As we have noted in our assessment of Geoghegan Hart, however, beginning a professional career with Team Sky is no guarantee of success. There is a necessary degree of ‘bench warming’ at such a large and successful squad. When even those as prodigiously talented as Kennaugh have struggled to secure a place in the Tour de France squad (even while wearing the stripes of British champion in 2014 and 2015). Doull and his fellow neo pros must be prepared to serve their time in Sky’s less prestigious engagements.
A rainbow jersey for Jon Dibben at the Track World Championships and the runners-up slot at the under-23 Ronde Van Vlaanderen presumably persuaded Team Sky that the 22-year-old Southampton native was worth a punt for 2017. Having learned his trade variously with British Cycling’s Olympic Academy and with Team Wiggins, he would scarcely have been unknown to Brailsford and co.
And yet perhaps it was the prospect of missing out to a WorldTour rival that encouraged them to move, late in the day, for Dibben, the last of the British team’s six signings for 2017. The youngster, who has raced against professional opposition this year in engagements as diverse as the Tour of Britain and the Abu Dhabi Tour, had signed on with Cannondale Pro Cycling as stagiaire from August to season’s end. Was it the prospect of missing out on a talent at least partly nurtured by the British Cycling system that clinched the deal for Dibben?

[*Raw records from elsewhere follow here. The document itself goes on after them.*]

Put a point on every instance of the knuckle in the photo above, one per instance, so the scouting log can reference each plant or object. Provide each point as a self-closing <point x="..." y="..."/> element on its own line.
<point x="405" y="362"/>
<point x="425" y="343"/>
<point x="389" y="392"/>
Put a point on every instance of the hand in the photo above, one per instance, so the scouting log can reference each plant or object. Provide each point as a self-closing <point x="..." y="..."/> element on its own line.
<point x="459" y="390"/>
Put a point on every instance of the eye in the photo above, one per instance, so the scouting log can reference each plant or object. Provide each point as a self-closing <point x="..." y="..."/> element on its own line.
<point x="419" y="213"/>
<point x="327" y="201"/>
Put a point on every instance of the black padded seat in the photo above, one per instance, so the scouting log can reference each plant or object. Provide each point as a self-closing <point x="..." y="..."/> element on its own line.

If so, it was a skillful piece of brinkmanship from a rider who once plied his trade with Hargroves Cycles. More likely is that the supply of top-drawer talent is, by definition, limited and that Dibben certainly fits the description of top-drawer talent. At this early stage, both Dibben and Team Sky look like winners – and Cannondale will console themselves with the signing of aforementioned Carthy – but, as already discussed, a berth with Team Sky is no guarantee of future success.
Dibben is due a break, if this is not an unfortunate term. A fractured elbow cost him the chance of selection for the Olympic Games in Rio, where he might have occupied the slot for the men’s omnium later claimed by Mark Cavendish. Victory in the points race at the World Championships in London at the beginning of the year proved his pedigree on the boards.
The disappointment of missing out on Rio is likely to have been banished long since. A ride with the under-23 squad at the road world championships in Qatar, where he bagged a top ten finish for Great Britain, and a contract with Sky represent as strong a finish to the season as might reasonably be expected.
Like Doull and Geoghegan Hart, Dibben will roll out into a vastly different sporting landscape in January, one in which the gains required, even after such decorated amateur careers, will be significantly greater than marginal.